What the hell has she been doing?

The footprints run from the top of the stairs to our bedroom door, and even in the gloom of the night they’re distinct, clear marks of toes and soles, a ghostly dark gray against the wood. I yawn, shivering, having been in the depth of a dark sleep when noises woke me, and crouch to look closer. Each print is made from a thick layer of dust. Did Emily knock over the ash bucket in the sitting room? Maybe she couldn’t sleep and went down for a cup of tea and knocked it over and then trod in it. She’s clumsier than she was, unsteady on her feet.

Unsteady on her feet. That makes me think of that day, of watching her fall, and I shiver some more. I should feel worse about what happened and what came after. But I don’t. Maybe I am a truly terrible person. A monster.

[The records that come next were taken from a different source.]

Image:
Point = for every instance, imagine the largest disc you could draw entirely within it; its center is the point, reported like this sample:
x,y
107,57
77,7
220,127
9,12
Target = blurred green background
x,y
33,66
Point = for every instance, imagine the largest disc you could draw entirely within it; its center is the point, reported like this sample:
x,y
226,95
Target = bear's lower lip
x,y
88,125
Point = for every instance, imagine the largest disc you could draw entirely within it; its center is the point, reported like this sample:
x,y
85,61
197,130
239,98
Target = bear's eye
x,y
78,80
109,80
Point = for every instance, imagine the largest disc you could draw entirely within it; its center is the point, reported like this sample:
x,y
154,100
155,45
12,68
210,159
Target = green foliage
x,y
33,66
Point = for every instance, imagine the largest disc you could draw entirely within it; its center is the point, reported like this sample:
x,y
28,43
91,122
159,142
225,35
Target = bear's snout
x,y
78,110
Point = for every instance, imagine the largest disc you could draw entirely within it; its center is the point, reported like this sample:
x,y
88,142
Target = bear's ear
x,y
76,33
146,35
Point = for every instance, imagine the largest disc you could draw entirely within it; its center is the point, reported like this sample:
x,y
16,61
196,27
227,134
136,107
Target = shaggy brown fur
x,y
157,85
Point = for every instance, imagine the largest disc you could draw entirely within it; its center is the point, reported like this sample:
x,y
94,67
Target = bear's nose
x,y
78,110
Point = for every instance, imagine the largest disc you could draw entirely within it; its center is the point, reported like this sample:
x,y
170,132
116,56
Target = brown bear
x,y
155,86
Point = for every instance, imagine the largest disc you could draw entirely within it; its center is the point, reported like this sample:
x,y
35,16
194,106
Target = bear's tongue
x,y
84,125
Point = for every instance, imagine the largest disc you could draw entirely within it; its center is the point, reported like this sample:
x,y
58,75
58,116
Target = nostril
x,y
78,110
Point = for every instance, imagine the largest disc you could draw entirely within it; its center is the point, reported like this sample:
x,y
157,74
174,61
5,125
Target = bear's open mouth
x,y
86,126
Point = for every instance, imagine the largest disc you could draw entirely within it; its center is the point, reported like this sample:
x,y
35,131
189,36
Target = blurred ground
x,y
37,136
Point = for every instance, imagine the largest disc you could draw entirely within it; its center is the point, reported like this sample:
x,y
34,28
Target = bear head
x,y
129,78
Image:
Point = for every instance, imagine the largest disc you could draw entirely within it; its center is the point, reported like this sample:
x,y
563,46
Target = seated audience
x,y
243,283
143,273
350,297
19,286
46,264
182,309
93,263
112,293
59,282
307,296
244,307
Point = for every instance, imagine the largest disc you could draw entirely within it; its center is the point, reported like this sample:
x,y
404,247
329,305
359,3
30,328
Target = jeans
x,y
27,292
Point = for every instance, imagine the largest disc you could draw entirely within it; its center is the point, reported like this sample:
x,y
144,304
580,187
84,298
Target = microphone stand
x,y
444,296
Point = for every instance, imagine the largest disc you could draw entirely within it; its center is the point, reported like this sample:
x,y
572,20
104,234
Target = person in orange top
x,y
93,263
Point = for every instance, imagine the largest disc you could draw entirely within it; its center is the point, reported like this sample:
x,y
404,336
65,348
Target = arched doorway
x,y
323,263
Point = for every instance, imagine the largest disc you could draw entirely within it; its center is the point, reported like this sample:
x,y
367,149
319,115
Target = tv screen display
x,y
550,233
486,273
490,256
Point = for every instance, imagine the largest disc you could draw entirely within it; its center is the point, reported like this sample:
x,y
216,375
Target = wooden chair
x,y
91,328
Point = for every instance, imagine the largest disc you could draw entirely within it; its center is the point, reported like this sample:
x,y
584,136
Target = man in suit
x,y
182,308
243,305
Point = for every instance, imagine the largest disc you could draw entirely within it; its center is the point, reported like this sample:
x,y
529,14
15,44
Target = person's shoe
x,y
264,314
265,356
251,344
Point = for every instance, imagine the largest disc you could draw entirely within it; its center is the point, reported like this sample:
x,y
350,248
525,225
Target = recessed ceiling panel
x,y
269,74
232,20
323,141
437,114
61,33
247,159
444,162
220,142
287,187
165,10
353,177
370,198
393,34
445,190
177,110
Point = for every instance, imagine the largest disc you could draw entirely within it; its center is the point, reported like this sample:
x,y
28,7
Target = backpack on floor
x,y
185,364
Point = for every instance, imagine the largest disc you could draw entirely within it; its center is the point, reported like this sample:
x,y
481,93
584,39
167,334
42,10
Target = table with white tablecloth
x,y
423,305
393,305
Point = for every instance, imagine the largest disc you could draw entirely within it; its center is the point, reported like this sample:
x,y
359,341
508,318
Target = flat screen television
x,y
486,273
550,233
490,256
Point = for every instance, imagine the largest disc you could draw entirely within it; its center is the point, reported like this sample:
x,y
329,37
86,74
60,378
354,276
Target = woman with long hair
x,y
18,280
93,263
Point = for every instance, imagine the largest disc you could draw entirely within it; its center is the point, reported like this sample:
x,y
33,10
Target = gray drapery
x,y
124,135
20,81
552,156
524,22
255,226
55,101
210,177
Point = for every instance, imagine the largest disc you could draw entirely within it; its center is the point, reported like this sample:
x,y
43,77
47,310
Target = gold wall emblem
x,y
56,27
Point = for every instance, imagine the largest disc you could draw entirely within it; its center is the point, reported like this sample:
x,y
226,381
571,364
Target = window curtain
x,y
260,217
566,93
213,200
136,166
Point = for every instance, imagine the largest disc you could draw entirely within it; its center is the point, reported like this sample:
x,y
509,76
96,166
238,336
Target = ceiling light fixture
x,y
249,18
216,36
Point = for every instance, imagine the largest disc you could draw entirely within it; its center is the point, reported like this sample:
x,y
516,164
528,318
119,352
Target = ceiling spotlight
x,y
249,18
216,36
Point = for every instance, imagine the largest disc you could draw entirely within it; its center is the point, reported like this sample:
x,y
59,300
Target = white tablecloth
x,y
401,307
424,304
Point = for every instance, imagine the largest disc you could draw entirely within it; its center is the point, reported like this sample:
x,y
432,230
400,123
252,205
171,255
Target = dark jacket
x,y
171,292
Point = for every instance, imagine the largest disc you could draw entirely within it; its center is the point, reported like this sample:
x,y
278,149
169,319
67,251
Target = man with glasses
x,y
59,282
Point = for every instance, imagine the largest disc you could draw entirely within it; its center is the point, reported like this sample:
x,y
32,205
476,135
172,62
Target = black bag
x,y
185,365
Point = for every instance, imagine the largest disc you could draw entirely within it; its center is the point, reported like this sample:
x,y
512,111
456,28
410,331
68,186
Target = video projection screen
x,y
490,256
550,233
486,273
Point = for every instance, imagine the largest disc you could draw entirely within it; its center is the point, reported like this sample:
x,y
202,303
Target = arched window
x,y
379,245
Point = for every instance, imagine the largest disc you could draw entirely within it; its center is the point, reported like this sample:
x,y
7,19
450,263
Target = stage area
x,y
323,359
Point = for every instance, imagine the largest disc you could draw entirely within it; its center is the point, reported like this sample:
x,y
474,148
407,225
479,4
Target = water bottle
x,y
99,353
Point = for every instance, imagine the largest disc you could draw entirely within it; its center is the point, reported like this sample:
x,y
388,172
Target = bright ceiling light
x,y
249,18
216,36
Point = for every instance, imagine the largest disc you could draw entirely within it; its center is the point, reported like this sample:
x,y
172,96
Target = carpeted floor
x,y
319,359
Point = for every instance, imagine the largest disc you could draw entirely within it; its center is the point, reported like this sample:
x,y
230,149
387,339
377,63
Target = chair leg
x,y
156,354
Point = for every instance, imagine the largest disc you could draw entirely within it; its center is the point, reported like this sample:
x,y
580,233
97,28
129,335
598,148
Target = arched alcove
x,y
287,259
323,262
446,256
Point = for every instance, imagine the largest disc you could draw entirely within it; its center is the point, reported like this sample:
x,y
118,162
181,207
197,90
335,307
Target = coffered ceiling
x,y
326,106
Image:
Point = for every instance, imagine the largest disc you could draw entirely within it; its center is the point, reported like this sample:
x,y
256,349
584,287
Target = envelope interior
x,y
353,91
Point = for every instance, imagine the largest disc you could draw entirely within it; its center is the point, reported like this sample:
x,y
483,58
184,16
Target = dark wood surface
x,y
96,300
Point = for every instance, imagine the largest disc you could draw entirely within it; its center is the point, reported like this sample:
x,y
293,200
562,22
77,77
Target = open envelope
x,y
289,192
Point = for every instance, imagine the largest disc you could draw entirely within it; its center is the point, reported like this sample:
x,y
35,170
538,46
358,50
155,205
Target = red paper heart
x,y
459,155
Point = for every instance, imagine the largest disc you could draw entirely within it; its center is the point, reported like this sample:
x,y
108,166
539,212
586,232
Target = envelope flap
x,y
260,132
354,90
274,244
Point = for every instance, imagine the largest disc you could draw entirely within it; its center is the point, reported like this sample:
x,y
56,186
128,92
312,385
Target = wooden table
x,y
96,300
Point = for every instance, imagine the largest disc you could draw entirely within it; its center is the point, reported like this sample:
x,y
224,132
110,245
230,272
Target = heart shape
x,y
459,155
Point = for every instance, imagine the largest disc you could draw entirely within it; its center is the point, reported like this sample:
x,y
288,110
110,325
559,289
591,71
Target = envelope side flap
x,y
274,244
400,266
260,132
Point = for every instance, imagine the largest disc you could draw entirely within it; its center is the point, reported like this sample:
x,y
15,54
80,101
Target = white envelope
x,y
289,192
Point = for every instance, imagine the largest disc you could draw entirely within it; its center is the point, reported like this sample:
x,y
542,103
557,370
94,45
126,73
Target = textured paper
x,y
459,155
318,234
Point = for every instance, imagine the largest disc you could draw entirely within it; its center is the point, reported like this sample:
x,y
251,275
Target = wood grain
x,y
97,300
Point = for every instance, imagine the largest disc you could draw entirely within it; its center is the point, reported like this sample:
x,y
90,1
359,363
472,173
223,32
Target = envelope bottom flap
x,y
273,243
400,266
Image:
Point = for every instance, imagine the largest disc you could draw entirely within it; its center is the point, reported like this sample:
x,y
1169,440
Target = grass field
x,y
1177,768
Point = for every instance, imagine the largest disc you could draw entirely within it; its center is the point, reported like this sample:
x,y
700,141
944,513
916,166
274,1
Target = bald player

There’s a wash of yellow coming from under the bathroom door on the other side of the landing, and when the sound of a toilet flushing doesn’t come, I don’t go downstairs to put the heating back on as I was planning but go to check on her. The door’s not locked—and Emily always locks the door if she’s using the toilet—so I push it open, and for a moment I can’t bring myself to speak, taking in the sight. She’s sitting on the floor, pressed against the wall, and she looks like a madwoman, or someone from a horror movie, her hair hanging over her face as she stares intently down at the sole of her foot.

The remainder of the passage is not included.